Energy
“Don’t Allow Dangote Monopoly; It’s a Recipe for Disaster” — Oil Marketers Urge Court
In a fresh legal standoff, three major oil marketers—AYM Shafa Limited, A. A. Rano Limited, and Matrix Petroleum Services Limited—have urged the Federal High Court in Abuja to halt what they describe as an attempt by Dangote Petroleum Refinery and Petrochemicals FZE to establish a monopoly over Nigeria’s energy sector.
The companies argued that if Dangote Refinery is allowed to take control of the oil industry, it would destabilize the sector and lead to dire economic consequences. Their appeal is in response to a lawsuit Dangote Refinery filed to challenge the issuance of import licenses to other companies, a move the marketers say would effectively cut off their access to the Nigerian market.

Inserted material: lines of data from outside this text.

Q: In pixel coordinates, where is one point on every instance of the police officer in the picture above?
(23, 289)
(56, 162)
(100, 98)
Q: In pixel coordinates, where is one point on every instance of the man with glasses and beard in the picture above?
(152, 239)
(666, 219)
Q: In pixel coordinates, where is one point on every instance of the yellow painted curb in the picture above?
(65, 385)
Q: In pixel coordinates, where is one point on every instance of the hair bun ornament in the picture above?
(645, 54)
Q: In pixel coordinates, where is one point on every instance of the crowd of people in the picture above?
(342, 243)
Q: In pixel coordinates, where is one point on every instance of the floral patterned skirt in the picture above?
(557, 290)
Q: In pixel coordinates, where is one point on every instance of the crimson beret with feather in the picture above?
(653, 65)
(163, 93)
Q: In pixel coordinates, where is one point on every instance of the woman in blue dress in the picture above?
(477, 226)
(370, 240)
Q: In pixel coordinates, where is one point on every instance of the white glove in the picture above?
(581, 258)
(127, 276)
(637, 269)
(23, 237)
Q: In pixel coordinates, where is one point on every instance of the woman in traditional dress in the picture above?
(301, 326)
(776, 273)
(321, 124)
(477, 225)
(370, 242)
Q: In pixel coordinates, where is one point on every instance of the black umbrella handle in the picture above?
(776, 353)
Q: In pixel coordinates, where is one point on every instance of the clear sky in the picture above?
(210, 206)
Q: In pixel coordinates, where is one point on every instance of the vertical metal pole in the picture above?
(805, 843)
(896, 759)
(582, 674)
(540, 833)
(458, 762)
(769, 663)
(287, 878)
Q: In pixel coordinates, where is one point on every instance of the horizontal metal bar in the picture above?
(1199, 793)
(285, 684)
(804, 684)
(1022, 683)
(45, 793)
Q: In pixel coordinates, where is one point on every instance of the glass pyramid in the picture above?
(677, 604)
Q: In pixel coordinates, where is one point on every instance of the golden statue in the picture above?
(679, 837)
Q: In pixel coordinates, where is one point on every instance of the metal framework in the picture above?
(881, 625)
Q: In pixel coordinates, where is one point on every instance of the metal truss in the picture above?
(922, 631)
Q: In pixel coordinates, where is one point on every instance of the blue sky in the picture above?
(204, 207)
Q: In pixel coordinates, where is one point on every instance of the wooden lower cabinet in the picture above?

Efforts to obtain a response from Anthony Chiejina, the Group Head of Communications at Dangote Group, were unsuccessful, as calls and messages went unanswered.
The current lawsuit, marked FHC/ABJ/CS/1324/2024, names the Nigeria Midstream and Downstream Petroleum Regulatory Authority (NMDPRA) and the Nigerian National Petroleum Corporation Limited (NNPC) as co-defendants alongside the oil marketers. Dangote Refinery contends that NMDPRA acted in breach of the Petroleum Industry Act (PIA) by issuing the import licenses. The company claims it already produces enough refined petroleum products, including AGO (Automotive Gas Oil) and Jet-A1 fuel, to meet Nigeria’s daily demands, rendering additional imports unnecessary.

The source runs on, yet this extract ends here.